Red Canary’s webhook integration allows you to trigger any HTTP listener as part of an automation playbook. Common uses of webhooks include:
- Creating tickets in ticket-tracking systems such as ServiceNow or JIRA.
- Posting data to SIEM / log collection platforms like Splunk or SumoLogic.
- Triggering incidents in paging systems such as OpsGenie or VictorOps (PagerDuty has a distinct integration action).
- Sending data to a custom business application you have exposed to the internet as custom software, an Azure function, or an AWS endpoint.
Webhooks are highly customizable and allow you to configure which HTTP method is used and specify HTTP headers that are used for authorization, routing, etc.
Adding a webhook automation action
To trigger a webhook as part of an automation playbook:
- Within any playbook, click Add Action.
- Click Webhook/API > Invoke Webhook or API > Add to Playbook.
- Select an HTTP Method that should be used.
- Enter the URL that should be invoked.
- Optionally, enter one or more HTTP headers that should be included in the HTTP request. By default, no HTTP headers are sent.
- Specify a Payload type (learn more about these below).
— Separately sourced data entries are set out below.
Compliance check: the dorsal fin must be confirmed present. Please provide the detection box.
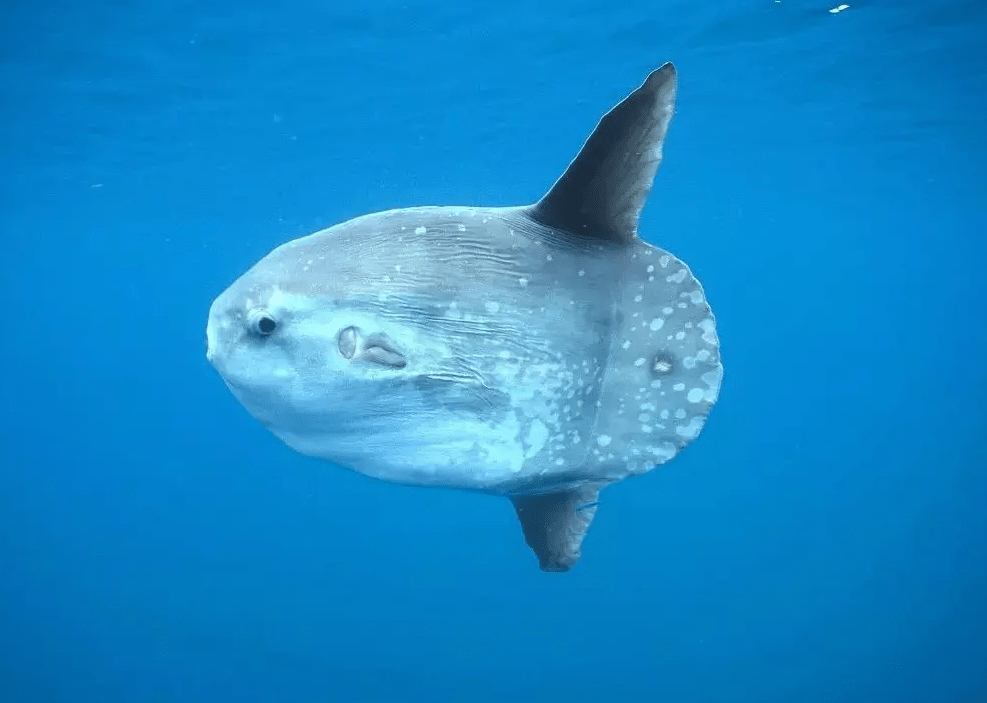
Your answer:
[530,63,677,243]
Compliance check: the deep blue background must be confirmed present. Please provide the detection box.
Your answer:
[0,0,987,703]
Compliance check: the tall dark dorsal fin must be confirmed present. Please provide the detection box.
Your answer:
[530,63,677,243]
[511,485,600,571]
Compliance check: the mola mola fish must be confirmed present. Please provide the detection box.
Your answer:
[206,63,723,571]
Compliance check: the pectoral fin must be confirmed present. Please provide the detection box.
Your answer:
[511,485,600,571]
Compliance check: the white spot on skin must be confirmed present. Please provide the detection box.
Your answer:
[675,416,704,439]
[665,268,686,283]
[524,420,548,459]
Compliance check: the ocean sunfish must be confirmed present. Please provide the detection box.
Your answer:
[206,63,723,571]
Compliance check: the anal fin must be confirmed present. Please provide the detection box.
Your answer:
[511,484,600,571]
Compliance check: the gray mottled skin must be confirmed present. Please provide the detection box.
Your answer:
[207,64,722,571]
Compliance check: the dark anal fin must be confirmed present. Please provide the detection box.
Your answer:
[529,63,676,244]
[511,485,600,571]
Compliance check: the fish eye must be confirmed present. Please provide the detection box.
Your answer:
[248,310,278,337]
[257,315,278,337]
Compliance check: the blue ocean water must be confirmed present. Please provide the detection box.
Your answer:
[0,0,987,703]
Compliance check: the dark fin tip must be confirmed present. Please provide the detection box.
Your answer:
[529,63,677,244]
[511,485,600,572]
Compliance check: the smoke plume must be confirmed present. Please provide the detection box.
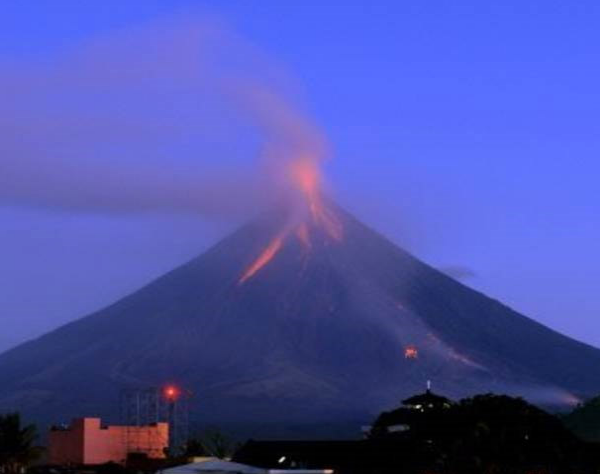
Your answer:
[0,18,327,216]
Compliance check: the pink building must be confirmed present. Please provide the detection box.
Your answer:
[48,418,169,465]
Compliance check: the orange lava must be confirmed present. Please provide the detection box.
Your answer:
[290,158,343,240]
[239,156,343,284]
[240,235,284,284]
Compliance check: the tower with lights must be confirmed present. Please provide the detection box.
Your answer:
[121,384,191,453]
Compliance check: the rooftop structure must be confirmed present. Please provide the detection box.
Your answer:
[48,418,169,466]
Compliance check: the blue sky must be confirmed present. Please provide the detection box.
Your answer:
[0,0,600,350]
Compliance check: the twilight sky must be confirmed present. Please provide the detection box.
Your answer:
[0,0,600,350]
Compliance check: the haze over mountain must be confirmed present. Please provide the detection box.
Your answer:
[0,196,600,434]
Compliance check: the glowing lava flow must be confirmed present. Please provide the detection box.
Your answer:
[291,159,343,240]
[239,158,343,284]
[240,235,285,284]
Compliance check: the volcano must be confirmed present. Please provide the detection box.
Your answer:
[0,204,600,434]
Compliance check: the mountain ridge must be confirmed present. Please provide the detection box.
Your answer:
[0,207,600,430]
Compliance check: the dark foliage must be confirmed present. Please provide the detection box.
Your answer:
[563,396,600,443]
[0,413,41,474]
[372,394,600,474]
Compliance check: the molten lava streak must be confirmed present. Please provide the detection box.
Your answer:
[240,235,284,283]
[239,158,343,284]
[290,158,343,240]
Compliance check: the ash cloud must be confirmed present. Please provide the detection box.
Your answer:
[0,17,327,217]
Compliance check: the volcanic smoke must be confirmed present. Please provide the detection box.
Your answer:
[239,157,343,284]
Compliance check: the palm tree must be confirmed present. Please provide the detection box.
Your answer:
[0,413,41,474]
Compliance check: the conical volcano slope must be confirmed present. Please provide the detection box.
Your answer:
[0,207,600,423]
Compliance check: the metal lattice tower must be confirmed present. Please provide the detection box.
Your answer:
[120,385,191,453]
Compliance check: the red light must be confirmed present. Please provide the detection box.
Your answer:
[164,385,179,401]
[404,346,419,359]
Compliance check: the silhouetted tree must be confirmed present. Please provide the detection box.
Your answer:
[0,413,41,474]
[562,396,600,443]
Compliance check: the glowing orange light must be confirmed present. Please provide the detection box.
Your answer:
[163,385,179,400]
[238,156,343,284]
[404,346,419,359]
[240,232,283,283]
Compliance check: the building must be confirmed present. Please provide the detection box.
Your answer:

Payloads are applicable to the POST, PUT, and PATCH HTTP methods.
- Click Save.
What are payloads?
The payload of a webhook is the content that is included in the body of the HTTP request to the specified URL. These payloads can be customized based on your needs and the API you’re integrating with.
All attributes as JSON
This payload type sends all of the objects and attributes that triggered the action to the webhook URL as the body of a JSON post.
If the receiving application requires the Content-Type header to properly process the message, ensure you specify Content-Type=application/json in the HTTP Headers section.
This payload type allows you to specify a fully custom webhook payload. This content can be JSON, text, etc.
If required by the receiving application, ensure you send the appropriate HTTP headers using the HTTP Headers section.